Antifa, Trump et la tentation de la liste noire

Donald Trump a annoncé son intention de mettre Antifa sur la liste des organisations terroristes. Pour beaucoup, c’est une décision qui paraît évidente: ce mouvement perturbe la paix sociale, pratique la violence et intimide ses opposants. Alors pourquoi pas? Après tout, si Antifa agit comme un groupe violent, n’est-ce pas logique de le traiter comme tel?

C’est la première impression. Mais creusons un peu.


Le rappel historique : qu’est-ce que le fascisme?

Le fascisme n’est pas juste une insulte qu’on lance à ses adversaires. Historiquement, c’est:

  • l’État qui impose une pensée unique,
  • le culte du chef,
  • la soumission de l’individu au collectif,
  • la justification de la violence et de la censure.

Autrement dit, ce qui définit un fasciste, ce n’est pas l’étiquette, c’est le comportement.

Antifa agit… comme un fasciste

En théorie, Antifa prétend combattre le fascisme. Mais dans la pratique, que fait-il?

  • Il refuse le débat et diabolise toute voix dissidente.
  • Il impose son idéologie par l’intimidation et la violence.
  • Il censure et terrorise ceux qui pensent autrement.

Ironie de l’histoire: Antifa agit comme ce qu’il prétend combattre. Sous couvert d’“antifascisme”, il applique les méthodes fascistes. À première vue, donc, l’idée de les désigner comme terroristes semble encore plus justifiée.

Le problème du précédent

Mais c’est là qu’il faut réfléchir. Car désigner un groupe comme “terroriste”, ce n’est pas juger des individus sur leurs actes, c’est catégoriser une foule entière. Et une fois que l’État a ce pouvoir, il peut l’utiliser contre n’importe qui.

Aujourd’hui, c’est Antifa.
Demain, ce sera peut-être les patriotes, les libertariens, les anarchistes, les chrétiens, ou simplement les critiques du pouvoir.

Comme le dit Larken Rose, il n’existe aucun cas où c’est une bonne idée de donner à l’État le droit de déclarer arbitrairement: “ceux-là sont des terroristes”. Parce que cela tue la présomption d’innocence et ouvre la porte à la répression politique.

L’hypocrisie historique

Il faut aussi rappeler une incohérence criante:

  • Les États-Unis tolèrent depuis des décennies la présence du KKK, de BLM, de groupes néo-nazis ou d’autres mouvances violentes.
  • Personne n’a jamais parlé sérieusement de les inscrire sur une liste terroriste nationale.

Pourquoi Antifa serait-il différent? La réponse est simple: parce que le rapport de force a changé. Quand Antifa servait les démocrates en s’attaquant aux adversaires républicains, l’État a fermé les yeux. Maintenant que Trump est au pouvoir, le même État sort la massue et les criminalise.
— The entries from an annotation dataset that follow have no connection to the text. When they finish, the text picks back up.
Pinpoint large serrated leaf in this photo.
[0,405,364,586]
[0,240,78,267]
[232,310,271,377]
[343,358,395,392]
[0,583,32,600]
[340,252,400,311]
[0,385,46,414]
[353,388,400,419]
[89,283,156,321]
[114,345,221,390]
Ce n’est pas de la justice, c’est de la politique pure.

La faillite de l’État

Même selon la croyance populaire que “l’État doit assurer la sécurité”, il faillit à sa tâche. La loi devait être appliquée de manière neutre: poursuivre les individus violents, quel que soit leur groupe ou leur bannière. Mais l’État n’a rien fait de tel. Il a choisi la tolérance quand ça l’arrangeait, puis la répression brutale quand ça servait ses intérêts.
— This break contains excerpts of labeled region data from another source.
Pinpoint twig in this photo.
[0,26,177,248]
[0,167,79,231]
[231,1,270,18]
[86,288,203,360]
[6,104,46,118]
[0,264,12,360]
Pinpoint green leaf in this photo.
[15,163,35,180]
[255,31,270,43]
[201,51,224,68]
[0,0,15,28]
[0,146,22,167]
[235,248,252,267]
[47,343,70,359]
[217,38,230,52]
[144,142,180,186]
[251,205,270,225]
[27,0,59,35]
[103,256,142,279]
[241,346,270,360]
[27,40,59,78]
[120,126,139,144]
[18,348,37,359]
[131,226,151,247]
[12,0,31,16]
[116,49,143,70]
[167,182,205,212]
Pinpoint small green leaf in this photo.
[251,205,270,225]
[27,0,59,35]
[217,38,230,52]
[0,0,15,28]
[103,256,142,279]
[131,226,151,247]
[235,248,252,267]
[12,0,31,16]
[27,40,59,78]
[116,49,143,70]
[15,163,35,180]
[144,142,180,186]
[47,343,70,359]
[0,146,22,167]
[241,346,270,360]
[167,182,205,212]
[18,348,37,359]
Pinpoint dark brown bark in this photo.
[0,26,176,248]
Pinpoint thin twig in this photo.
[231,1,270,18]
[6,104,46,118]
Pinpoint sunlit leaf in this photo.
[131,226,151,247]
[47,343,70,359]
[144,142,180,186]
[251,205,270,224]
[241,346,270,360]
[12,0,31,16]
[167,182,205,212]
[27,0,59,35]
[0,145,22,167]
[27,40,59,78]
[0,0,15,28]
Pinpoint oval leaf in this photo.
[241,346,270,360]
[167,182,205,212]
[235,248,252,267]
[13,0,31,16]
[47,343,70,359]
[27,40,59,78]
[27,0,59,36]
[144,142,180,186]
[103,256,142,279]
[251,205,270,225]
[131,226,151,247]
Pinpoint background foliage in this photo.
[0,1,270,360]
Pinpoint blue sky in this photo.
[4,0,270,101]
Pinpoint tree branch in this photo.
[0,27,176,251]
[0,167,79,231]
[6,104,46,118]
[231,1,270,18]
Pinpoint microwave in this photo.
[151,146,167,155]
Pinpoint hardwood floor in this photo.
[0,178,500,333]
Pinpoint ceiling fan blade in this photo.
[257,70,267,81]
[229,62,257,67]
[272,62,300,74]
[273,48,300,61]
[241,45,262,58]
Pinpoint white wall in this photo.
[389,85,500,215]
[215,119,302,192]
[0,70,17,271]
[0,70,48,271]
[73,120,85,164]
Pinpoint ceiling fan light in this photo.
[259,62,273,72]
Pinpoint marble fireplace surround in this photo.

C’est la démonstration que l’État n’est pas un arbitre impartial, mais un joueur intéressé.

Le vrai problème : la politique elle-même

L’affaire Antifa illustre une vérité plus large: la politique est obsolète.

  • Elle ne fonctionne plus selon des principes de justice, mais selon le calcul des rapports de force.
  • Les lois ne sont pas des règles stables, elles sont des armes maniées par ceux qui tiennent le bâton.
  • L’individu n’a aucune garantie réelle : il est protégé ou sacrifié selon l’agenda du moment.

Conclusion

Au départ, mettre Antifa sur la liste des terroristes peut sembler logique. Mais en suivant le raisonnement jusqu’au bout, on voit que c’est une très mauvaise idée. Non pas parce qu’Antifa est innocent, ses comportements parlent d’eux-mêmes, mais parce que donner à l’État le pouvoir de désigner ses ennemis, c’est renforcer la même logique autoritaire que l’on prétend combattre.

Antifa hier toléré, Antifa aujourd’hui criminalisé: ce n’est pas la justice qui change, c’est la politique qui recycle ses ennemis et ses alliés. Et ça, c’est la preuve la plus claire que ce système est dépassé.

La vraie solution n’est pas d’applaudir quand l’État frappe ceux qu’on déteste. La vraie solution est de comprendre que l’État n’a jamais été fait pour protéger la liberté, mais pour protéger son propre pouvoir. Et que tant qu’on lui donne ce pouvoir, il l’utilisera contre nous, tôt ou tard.